Researchers have applied transformer neural networks—the architecture behind ChatGPT and similar AI systems—to seasonal climate forecasting. The new approach, developed under the European Space Agency’s AI4DROUGHT project, predicts temperature and precipitation anomalies up to three months ahead.
The study, published in npj Climate and Atmospheric Science, represents the first use of vision transformers for seasonal prediction. Unlike weather forecasting (days ahead), seasonal prediction tries to identify whether the coming months will be warmer or wetter than normal—information valuable for agriculture, water management, and disaster preparedness.
How It Works
Traditional seasonal forecasts rely on general circulation models (GCMs)—physics-based simulations of the atmosphere and oceans. These are computationally expensive and struggle with some regional predictions.
The new framework combines variational inference, a statistical technique for representing uncertainty, with transformer architectures originally designed for processing images. The model was trained on output from CMIP6 climate simulations, then validated against ERA5 reanalysis data—the best available reconstruction of historical weather.
One key innovation: the system generates probabilistic predictions showing a range of possible outcomes rather than single-point forecasts. This better reflects the inherent uncertainty in predicting climate months ahead.
The approach also explicitly separates the contribution of long-term climate change trends from natural variability. This matters because a model that simply predicts “warmer than average” will be right most of the time due to global warming, without providing useful information about specific seasonal anomalies.
Where It Works
The model was tested globally across all four seasons. For temperature predictions, much of the skill comes from capturing climate trends—not surprising, given that warming is the dominant signal in recent decades.
Precipitation forecasts showed more nuanced results. The AI system provided “added value in numerous extratropical inland regions” where traditional teleconnection patterns (like El Niño’s influence) are weaker. These are areas where conventional forecasting systems often struggle.
However, the AI model underperformed SEAS5, the European operational forecasting system, in tropical regions. The researchers position their approach as complementary to existing systems rather than a replacement.

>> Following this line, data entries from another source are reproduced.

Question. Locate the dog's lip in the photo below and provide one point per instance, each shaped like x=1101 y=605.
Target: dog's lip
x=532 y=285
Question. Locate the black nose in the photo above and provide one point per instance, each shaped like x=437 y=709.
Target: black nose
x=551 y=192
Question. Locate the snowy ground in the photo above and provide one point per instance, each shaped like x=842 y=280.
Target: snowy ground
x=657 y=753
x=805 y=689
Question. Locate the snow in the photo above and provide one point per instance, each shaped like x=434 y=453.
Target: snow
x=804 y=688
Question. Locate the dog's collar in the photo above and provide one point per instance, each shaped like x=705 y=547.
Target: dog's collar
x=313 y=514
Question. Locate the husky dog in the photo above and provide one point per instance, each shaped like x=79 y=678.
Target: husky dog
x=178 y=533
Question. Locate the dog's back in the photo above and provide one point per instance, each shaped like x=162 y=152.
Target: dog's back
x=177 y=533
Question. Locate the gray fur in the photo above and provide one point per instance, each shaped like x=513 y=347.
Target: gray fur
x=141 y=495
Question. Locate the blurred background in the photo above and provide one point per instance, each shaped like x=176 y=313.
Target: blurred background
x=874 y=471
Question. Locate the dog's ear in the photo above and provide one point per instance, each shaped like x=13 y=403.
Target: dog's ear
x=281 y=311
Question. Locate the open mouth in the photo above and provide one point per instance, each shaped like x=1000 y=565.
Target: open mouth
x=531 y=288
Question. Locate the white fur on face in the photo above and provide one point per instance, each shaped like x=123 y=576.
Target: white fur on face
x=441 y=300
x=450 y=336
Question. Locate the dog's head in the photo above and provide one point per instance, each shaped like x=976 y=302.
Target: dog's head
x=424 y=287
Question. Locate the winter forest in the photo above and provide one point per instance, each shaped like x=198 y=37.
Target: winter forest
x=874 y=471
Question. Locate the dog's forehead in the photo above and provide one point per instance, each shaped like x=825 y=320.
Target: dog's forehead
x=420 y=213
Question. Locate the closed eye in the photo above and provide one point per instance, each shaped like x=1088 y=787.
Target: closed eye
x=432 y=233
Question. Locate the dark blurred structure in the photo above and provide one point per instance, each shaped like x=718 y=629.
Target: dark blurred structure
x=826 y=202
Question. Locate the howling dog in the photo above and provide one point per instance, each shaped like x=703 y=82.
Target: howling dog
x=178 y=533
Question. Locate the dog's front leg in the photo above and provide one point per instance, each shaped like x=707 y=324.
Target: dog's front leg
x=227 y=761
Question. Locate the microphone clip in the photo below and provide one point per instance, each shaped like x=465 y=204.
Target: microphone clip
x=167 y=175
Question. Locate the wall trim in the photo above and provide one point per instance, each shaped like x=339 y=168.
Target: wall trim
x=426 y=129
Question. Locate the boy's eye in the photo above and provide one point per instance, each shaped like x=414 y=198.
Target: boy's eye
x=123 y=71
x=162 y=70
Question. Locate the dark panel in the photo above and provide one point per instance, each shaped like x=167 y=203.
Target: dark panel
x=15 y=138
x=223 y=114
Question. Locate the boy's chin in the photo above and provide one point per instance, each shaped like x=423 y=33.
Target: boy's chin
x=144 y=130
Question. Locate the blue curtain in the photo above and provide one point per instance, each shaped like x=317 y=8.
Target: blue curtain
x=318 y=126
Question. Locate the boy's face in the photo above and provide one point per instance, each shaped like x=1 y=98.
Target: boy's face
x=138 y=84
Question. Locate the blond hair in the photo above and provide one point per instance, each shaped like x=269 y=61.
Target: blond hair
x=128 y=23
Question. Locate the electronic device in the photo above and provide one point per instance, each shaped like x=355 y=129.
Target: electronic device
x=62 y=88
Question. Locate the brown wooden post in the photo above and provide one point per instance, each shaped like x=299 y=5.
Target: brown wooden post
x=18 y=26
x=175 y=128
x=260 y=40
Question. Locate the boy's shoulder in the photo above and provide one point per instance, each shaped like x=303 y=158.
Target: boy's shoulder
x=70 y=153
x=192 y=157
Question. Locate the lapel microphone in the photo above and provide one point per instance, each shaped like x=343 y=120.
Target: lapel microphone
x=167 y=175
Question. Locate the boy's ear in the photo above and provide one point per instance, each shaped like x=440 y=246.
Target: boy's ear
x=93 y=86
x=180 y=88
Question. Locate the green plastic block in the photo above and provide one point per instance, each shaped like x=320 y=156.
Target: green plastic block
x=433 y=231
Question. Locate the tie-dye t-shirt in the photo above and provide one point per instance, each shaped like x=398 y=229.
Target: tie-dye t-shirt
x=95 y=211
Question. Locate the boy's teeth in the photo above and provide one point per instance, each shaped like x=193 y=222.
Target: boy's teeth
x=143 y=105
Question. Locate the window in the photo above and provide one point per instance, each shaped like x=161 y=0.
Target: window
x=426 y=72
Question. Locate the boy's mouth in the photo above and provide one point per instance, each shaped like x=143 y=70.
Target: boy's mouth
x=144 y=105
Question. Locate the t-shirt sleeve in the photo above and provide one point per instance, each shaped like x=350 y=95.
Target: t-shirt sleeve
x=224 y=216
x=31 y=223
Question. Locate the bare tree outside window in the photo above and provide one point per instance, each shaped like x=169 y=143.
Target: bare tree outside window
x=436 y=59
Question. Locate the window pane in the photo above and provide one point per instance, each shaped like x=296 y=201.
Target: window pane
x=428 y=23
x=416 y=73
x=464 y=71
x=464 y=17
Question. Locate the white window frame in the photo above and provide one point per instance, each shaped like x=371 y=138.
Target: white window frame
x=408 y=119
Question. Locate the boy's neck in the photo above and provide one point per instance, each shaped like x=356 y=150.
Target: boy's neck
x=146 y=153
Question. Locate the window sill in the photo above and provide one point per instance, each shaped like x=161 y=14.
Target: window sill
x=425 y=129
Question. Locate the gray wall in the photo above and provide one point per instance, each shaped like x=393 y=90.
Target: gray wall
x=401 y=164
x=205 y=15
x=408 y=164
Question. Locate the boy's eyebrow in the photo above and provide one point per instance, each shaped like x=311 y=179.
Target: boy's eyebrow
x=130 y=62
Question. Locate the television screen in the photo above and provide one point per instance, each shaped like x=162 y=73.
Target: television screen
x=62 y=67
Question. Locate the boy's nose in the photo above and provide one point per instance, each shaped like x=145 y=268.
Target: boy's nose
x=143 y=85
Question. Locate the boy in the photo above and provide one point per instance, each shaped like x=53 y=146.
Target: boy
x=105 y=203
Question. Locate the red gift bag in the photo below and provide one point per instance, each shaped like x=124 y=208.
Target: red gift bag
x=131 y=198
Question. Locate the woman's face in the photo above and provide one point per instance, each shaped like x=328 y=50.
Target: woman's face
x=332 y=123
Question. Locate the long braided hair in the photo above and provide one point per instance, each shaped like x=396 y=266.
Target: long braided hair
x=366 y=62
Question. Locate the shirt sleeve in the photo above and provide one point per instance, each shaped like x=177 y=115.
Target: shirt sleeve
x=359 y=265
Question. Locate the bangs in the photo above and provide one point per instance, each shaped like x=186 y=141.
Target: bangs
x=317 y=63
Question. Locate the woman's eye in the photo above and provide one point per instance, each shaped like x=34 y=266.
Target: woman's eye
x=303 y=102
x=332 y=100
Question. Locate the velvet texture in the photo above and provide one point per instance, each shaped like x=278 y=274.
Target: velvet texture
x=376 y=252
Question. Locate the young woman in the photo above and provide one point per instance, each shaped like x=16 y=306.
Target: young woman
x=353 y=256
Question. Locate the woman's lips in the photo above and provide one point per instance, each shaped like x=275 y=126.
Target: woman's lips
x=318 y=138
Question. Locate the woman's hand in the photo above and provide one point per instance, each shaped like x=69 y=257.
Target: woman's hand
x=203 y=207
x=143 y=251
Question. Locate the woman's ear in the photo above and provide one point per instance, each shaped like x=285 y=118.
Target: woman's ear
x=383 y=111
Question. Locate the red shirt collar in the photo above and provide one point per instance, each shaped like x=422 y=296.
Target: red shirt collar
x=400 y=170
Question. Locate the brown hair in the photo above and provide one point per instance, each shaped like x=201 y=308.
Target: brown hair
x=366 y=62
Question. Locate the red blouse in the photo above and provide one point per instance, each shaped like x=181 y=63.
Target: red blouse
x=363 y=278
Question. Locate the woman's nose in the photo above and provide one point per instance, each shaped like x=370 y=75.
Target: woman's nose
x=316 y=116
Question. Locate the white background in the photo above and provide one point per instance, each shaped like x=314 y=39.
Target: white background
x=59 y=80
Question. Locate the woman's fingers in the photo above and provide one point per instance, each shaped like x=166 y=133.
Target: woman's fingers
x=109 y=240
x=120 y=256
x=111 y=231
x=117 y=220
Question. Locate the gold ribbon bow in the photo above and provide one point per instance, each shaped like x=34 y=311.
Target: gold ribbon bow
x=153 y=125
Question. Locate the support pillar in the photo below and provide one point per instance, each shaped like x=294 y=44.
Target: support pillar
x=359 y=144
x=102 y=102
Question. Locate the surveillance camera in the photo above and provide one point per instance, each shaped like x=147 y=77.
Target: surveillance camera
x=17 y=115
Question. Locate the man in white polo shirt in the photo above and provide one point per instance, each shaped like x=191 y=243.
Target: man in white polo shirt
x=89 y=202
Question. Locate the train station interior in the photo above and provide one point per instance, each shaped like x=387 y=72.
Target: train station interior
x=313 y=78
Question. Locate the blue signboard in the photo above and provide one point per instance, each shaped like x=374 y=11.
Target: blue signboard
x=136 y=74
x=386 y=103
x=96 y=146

The team also applied the method specifically to Europe, comparing performance at different spatial resolutions.
What This Means
Seasonal climate prediction has long been a weak link in the forecasting chain. Weather models are good out to about a week. Climate projections handle decades to centuries. But the months-ahead timeframe—when farmers plant crops, utilities plan energy demand, and emergency managers prepare for drought or flood—remains difficult.
AI approaches trained on climate model output could help fill this gap, particularly in regions poorly served by current systems. The probabilistic nature of the predictions also gives users a more honest picture of forecast uncertainty.
The Fine Print
Several limitations temper enthusiasm. Temperature skill is heavily influenced by the climate change signal—the model’s predictions are less useful for identifying year-to-year variability. In tropical regions, traditional physics-based systems still outperform the AI approach.
The model was trained on simulated data from climate models, not direct observations. While this expands the available training dataset, it also means the AI inherits any biases in those underlying simulations.
Perhaps most importantly, seasonal prediction remains fundamentally hard. Even with AI, forecasting whether July will be wet or dry in a specific region involves large uncertainties that no model can eliminate.
The research was funded through the European Space Agency’s AI4DROUGHT project.